Parlerais-tu de Glaucus ?
- Ne me trahis pas, c'est lui en effet.»
L'Egyptien s'affaissa sur son siège, le regard
attaché sur le visage à demi
détourné de la fille du marchand, en se
demandant à lui-même si cette conférence,
qu'il avait jusqu'alors regardée comme
indifférente, en s'amusant de la
crédulité de sa visiteuse, ne pouvait pas
profiter à sa vengeance.
«Je vois que tu ne peux m'être d'aucun secours,
reprit Julia offensée de son silence ; garde-moi du
moins le secret ; encore une fois, adieu.
- Jeune fille, répliqua l'Egyptien d'un ton
empressé et sérieux, ta requête m'a
vivement touché... tes désirs seront
satisfaits. Ecoute-moi : je ne me suis pas occupé
moi-même de ces mystères subalternes ; mais je
connais une personne qui en fait sa profession. Au pied du
Vésuve, à moins d'une lieue de la ville, habite
une puissante magicienne ; elle a cueilli, sur la
rosée de la nouvelle lune, des plantes qui
possèdent la vertu d'enchaîner l'amour par des
noeuds éternels. Son art peut faire tomber celui que
tu aimes à tes pieds. Va la trouver, prononce devant
elle le nom d'Arbacès ; elle redoute ce nom, et elle
te communiquera ses philtres les plus certains.
- Hélas ! dit Julia, je ne connais pas la route qui
conduit à la demeure de cette magicienne dont tu
parles ; la route, quelque courte qu'elle soit, est longue
à traverser pour une jeune fille qui quitte, à
l'insu de tout le monde, la maison de son père ; la
campagne est semée de vignes sauvages et de cavernes
dangereuses ; je n'ose me fier à des étrangers
pour me garder ; la réputation des femmes de mon rang
est aisément ternie ; et, quoiqu'il m'importe peu
qu'on sache que j'aime Glaucus, je ne voudrais pas qu'on
crût que j'ai pu obtenir son amour au moyen d'un
philtre.
- Trois jours encore, dit l'Egyptien en se levant pour
essayer ses forces, et en marchant dans la chambre d'un pas
faible et irrégulier, trois jours de santé, et
je pourrai t'accompagner... tu m'attendras.

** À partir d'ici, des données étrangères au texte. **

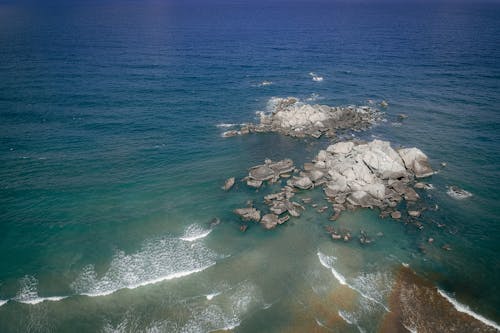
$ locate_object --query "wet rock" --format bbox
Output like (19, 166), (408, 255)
(391, 210), (401, 219)
(233, 207), (260, 222)
(408, 210), (421, 217)
(247, 178), (262, 188)
(222, 177), (235, 191)
(288, 176), (313, 190)
(260, 214), (279, 229)
(446, 186), (472, 200)
(248, 165), (274, 181)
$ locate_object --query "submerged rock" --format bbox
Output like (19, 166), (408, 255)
(222, 177), (235, 191)
(260, 214), (281, 229)
(224, 97), (380, 138)
(446, 186), (472, 200)
(233, 207), (260, 222)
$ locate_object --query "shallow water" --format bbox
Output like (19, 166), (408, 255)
(0, 2), (500, 332)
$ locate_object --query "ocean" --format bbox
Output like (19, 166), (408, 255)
(0, 1), (500, 332)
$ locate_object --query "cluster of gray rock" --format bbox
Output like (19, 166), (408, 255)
(228, 140), (434, 229)
(223, 97), (381, 138)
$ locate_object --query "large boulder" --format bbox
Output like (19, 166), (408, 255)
(233, 207), (260, 222)
(248, 165), (274, 181)
(260, 214), (280, 229)
(288, 176), (313, 190)
(326, 141), (354, 154)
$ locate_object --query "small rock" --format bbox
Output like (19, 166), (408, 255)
(446, 186), (472, 200)
(408, 210), (421, 217)
(260, 214), (280, 230)
(391, 210), (401, 219)
(222, 177), (235, 191)
(233, 207), (260, 222)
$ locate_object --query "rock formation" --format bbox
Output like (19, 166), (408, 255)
(223, 97), (381, 138)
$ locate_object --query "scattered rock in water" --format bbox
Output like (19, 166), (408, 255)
(287, 176), (313, 190)
(247, 178), (263, 188)
(223, 97), (381, 138)
(441, 244), (451, 251)
(408, 210), (421, 217)
(391, 210), (401, 219)
(233, 207), (260, 222)
(260, 214), (280, 230)
(446, 186), (472, 200)
(398, 148), (434, 178)
(222, 177), (235, 191)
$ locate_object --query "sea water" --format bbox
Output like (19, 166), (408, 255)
(0, 1), (500, 332)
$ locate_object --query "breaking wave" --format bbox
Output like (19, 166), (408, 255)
(180, 224), (212, 242)
(437, 288), (500, 331)
(71, 238), (218, 296)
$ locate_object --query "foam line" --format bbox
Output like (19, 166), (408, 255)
(80, 262), (215, 297)
(437, 288), (500, 331)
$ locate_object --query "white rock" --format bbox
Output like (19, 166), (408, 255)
(326, 141), (354, 154)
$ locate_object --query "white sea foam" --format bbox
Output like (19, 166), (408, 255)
(180, 224), (212, 242)
(317, 252), (390, 312)
(12, 275), (68, 306)
(338, 310), (353, 325)
(216, 123), (238, 128)
(437, 288), (500, 331)
(259, 81), (273, 87)
(403, 325), (418, 333)
(71, 238), (218, 296)
(205, 292), (221, 301)
(316, 251), (337, 268)
(309, 72), (323, 82)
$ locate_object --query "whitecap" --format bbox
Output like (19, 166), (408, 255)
(259, 80), (273, 87)
(205, 292), (221, 301)
(216, 123), (238, 128)
(338, 310), (353, 325)
(316, 251), (337, 268)
(318, 252), (390, 312)
(180, 224), (212, 242)
(437, 288), (500, 331)
(309, 72), (323, 82)
(71, 238), (218, 296)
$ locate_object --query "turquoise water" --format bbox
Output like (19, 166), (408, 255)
(0, 2), (500, 332)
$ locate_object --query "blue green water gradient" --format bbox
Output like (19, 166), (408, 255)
(0, 1), (500, 332)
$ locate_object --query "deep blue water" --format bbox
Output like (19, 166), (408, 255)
(0, 1), (500, 332)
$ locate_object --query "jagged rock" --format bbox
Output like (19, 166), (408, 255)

- Mais Glaucus va épouser cette Napolitaine que je
hais.
- L'épouser ?
- Oui, dans les commencements du mois prochain.
- Si tôt ! en es-tu sûre ?
- Je le tiens de la bouche de son esclave.
- Cela ne sera pas, dit l'Egyptien avec force. Ne crains
rien. Glaucus sera à toi. Mais lorsque tu auras obtenu
le philtre, comment t'y prendras-tu pour t'en servir ?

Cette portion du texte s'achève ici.